The wind has been blowing hard enough to bring the outdoor cat in. And while it is not truly cold, the wind makes it feel like winter, which is nice for a change.

The developing trend is late autumn warmth, heat that makes it risky to store potatoes much earlier than mid- to late October. The storage barns are cinder block hallways built into or banked by earth. They are improved mid-century root cellars, designed to the specs of a regional growing season that once seemed permanent and perpetual.

If your occupation does not put you in regular contact with the weather, it is possible to normalize the way “our” season is changing. Some people even find themselves enjoying it. When you tell them that cold is normal, even helpful, they wince and say, “I hate winter.”

What they have been taught to hate is any level of discomfort.

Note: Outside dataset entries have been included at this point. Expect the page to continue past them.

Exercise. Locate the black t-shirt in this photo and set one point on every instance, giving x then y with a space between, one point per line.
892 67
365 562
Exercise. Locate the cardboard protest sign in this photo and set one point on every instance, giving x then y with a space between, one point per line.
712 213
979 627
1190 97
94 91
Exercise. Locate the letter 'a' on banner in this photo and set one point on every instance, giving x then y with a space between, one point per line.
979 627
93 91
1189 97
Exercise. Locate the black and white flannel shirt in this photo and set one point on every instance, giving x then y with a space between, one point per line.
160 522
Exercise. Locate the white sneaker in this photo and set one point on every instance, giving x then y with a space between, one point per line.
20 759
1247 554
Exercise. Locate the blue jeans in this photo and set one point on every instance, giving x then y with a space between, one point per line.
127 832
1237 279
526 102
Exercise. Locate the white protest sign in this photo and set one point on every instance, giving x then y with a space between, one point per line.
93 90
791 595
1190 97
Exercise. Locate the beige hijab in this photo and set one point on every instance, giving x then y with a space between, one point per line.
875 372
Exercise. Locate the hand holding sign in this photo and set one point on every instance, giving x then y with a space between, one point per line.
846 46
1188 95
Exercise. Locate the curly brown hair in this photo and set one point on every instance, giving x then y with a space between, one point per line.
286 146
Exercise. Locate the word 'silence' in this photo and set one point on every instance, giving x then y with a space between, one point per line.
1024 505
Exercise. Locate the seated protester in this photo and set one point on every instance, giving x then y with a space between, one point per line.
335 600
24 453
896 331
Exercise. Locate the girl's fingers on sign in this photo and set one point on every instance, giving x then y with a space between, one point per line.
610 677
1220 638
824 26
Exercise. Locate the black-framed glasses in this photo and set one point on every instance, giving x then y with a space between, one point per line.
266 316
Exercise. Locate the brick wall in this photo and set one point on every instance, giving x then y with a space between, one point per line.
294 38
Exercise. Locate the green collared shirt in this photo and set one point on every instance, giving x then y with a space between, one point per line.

If you listen to the meteorologist, in lieu of cold, they’ll emphasize the wind. They report, with grave accuracy, that the windchill makes 45 feel like 37.

My father used to say that windchill wasn’t real. To a degree, I believe him: Windchill is a fringe weather topic that mainly concerns mountaineers and, sometimes, ill-fated tourists. Windchill is granted popular recognition because it can help predict how quickly frostbite sets in … when it is below freezing.

If you listen to the wind, it sounds cold. The dry leaves rattle. I hear my neighbor’s wind chimes — clang, clang, clang — as the next set of gusts begins to roar across the field. It sounds very much like rough water. It crashes against the phragmites. It whistles as it crosses the fence line and thunders as it pushes the tall sorghum down. The barn doors smack and shimmy hard on the stays of their tracks.

In the safety of the house, old windows wail. Like the orchestra’s cymbals, there is the occasional unknown crash. The noise is variation, and it emphasizes the invisible drama outside. The wind, except for the force, can’t be seen. But it is the lucky phenomena of planetary forces managing what would otherwise be the gross buildup of heat or cold.

It is wind that circulates and thus moderates the extreme impact of our mother star.